The Zoo also. I love London Zoo, not particularly because of the animals — I love animals but I don’t really like them to be caged — but because the architecture is very free: the Lubetkin Penguin Pool or the great aviary of Cedric Price. Cedric Price is a great inspiration for me.

On a recent discovery in London

There is London during the day and then there is, of course, London at night. We founded a club called the Brutally Early Club and the OM3AM. I love the idea of impromptu gatherings that you can improvise freely. We’d pop up at a Starbucks or Costa Coffee at 6am; there would be fifty people gathered there and the restaurant or café wouldn’t even know why. It began as a kind of a book club, and then after a couple of years we decided to reinvent it, and thought that the city is very magical at 3am — full of unexpected people and strange encounters — so we started to meet at unexpected locations at three in the morning (OM3AM).

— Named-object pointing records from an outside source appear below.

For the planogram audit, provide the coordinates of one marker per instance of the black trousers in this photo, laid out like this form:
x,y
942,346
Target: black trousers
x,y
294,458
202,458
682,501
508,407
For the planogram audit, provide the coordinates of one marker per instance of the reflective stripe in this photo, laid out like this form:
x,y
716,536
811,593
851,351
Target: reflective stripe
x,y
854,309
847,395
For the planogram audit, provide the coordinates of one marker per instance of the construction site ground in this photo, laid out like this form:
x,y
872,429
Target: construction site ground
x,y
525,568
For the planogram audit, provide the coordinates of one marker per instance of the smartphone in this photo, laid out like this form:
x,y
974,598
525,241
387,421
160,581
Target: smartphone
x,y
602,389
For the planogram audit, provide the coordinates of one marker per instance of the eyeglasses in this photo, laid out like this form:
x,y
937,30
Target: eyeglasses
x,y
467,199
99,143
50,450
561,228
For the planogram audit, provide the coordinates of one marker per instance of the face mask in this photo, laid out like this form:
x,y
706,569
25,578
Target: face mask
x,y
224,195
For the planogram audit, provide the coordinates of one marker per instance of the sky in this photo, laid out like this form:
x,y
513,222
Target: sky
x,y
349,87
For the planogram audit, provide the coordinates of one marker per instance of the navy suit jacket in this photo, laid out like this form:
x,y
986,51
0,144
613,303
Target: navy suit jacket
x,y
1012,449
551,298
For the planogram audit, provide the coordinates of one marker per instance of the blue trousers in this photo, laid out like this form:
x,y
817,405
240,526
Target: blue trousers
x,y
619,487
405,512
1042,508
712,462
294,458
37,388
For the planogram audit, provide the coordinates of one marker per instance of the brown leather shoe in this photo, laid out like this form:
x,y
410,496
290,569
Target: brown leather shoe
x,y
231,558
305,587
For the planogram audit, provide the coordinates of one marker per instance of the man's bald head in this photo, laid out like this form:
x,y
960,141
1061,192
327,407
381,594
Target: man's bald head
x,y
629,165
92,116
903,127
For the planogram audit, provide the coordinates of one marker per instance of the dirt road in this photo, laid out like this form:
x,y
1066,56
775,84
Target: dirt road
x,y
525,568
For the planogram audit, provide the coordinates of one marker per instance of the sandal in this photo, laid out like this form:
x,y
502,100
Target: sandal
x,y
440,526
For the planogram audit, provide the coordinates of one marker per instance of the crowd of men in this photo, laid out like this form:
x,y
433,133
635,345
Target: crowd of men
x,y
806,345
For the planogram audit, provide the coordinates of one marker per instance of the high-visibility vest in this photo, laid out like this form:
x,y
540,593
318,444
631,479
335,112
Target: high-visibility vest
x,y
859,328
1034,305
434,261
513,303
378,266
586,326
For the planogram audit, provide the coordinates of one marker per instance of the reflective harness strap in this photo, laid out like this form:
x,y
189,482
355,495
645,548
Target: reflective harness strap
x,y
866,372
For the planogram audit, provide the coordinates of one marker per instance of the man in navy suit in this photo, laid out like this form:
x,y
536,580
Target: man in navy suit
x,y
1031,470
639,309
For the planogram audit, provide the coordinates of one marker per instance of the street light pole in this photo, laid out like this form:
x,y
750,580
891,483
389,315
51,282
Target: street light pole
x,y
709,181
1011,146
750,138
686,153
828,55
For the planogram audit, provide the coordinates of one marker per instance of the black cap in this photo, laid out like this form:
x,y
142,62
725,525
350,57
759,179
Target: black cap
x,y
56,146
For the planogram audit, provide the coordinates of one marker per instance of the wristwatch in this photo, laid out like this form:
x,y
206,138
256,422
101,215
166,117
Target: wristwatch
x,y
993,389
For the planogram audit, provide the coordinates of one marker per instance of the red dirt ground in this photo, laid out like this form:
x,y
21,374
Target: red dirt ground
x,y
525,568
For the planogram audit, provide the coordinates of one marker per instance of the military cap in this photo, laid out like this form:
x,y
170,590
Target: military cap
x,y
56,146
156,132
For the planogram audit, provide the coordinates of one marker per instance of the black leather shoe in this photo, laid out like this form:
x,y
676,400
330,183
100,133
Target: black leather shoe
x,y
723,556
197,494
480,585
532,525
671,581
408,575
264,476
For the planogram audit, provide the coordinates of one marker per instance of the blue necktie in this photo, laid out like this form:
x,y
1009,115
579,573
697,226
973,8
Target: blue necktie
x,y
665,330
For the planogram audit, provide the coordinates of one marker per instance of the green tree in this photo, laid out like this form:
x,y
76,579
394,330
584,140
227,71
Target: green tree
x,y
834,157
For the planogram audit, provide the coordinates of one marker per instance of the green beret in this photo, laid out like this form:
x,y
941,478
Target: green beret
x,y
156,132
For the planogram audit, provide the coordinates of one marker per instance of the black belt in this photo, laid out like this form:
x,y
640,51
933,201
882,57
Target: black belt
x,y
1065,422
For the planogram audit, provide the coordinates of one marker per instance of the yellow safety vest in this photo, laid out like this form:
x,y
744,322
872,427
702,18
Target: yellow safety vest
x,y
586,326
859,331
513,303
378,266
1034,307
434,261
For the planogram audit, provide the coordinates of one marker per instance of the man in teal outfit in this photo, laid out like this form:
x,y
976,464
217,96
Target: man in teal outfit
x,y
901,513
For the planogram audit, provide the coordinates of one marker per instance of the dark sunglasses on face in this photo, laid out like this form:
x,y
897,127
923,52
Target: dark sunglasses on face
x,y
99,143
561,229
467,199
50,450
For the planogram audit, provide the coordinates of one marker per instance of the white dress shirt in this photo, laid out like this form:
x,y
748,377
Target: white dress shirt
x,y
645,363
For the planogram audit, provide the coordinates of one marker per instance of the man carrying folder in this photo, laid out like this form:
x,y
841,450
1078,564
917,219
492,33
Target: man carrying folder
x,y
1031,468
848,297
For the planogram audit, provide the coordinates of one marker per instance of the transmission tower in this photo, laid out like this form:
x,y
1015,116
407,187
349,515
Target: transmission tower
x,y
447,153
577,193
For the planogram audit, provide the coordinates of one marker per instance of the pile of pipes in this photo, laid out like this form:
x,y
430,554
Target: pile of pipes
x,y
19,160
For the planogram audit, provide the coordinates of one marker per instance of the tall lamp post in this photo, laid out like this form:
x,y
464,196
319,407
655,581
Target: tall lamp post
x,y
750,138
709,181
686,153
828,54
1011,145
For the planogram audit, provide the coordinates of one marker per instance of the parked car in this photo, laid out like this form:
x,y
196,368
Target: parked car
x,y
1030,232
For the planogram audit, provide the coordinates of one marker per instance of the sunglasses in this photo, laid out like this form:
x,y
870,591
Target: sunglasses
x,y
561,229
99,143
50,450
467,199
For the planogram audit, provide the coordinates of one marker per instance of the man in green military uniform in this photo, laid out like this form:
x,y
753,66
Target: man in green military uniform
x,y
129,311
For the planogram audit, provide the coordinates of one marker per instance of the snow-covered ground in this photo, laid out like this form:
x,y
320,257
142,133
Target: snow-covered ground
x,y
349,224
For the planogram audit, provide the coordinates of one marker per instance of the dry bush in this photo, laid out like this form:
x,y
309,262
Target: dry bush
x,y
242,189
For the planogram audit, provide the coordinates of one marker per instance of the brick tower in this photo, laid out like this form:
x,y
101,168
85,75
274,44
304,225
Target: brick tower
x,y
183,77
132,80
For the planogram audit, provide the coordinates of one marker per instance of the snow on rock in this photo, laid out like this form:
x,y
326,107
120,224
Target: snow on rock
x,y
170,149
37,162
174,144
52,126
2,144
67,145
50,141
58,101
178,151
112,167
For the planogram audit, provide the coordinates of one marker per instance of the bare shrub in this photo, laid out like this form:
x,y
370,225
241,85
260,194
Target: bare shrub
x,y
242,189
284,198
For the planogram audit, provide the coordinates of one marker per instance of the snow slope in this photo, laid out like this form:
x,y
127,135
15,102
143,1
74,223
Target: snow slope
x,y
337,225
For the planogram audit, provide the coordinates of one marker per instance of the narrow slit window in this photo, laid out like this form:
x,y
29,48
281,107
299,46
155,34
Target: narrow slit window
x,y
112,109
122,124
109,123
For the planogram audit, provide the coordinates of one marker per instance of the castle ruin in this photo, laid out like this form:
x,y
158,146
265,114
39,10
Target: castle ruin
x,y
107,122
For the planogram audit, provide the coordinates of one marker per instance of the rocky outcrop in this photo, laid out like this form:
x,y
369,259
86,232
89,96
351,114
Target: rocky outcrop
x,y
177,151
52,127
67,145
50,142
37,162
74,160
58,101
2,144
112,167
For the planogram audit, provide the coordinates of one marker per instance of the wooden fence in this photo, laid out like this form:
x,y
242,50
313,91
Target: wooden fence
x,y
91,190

There is a Costa Coffee at Kings Cross St Pancras that is the only one open in London 24 hours, because it’s for stranded travellers, so we engaged with that community of travellers and did an OM3AM event there, where we projected a film. We held an OM3AM at the pedestrian tunnel in Greenwich: a very eerie, surreal place, particularly at night, and we did a project there with a ventriloquist. We did an OM3AM at a service station outside London, where we projected a film on lorries in the middle of the night, and we are planning to do the Hilton in Heathrow which is the favourite hotel of JG Ballard. A very strange hotel.


So this is a strange and unexpected way of experiencing the city and discovering new things.


On a great spot in London

I love Cafe Oto, which is the greatest place in London to listen to music. We also collaborate with them at the Serpentine. It’s a long journey for me to go there from west London to east London but I never regret it.

On a favorite piece from your Instagram project

My favourite is always the most recent one, and we did it last night when I had dinner with Miuccia Prada, Torbjørn Rødland and Nathalie Du Pasquier. The three of them created one for me which is on Instagram @hansulrichobrist.

On your next flight

I’m taking a train, actually to Paris. I love trains. As they say, ‘We can’t complain, we are on a train.’

On London in one word

London is London and everything else is everything else.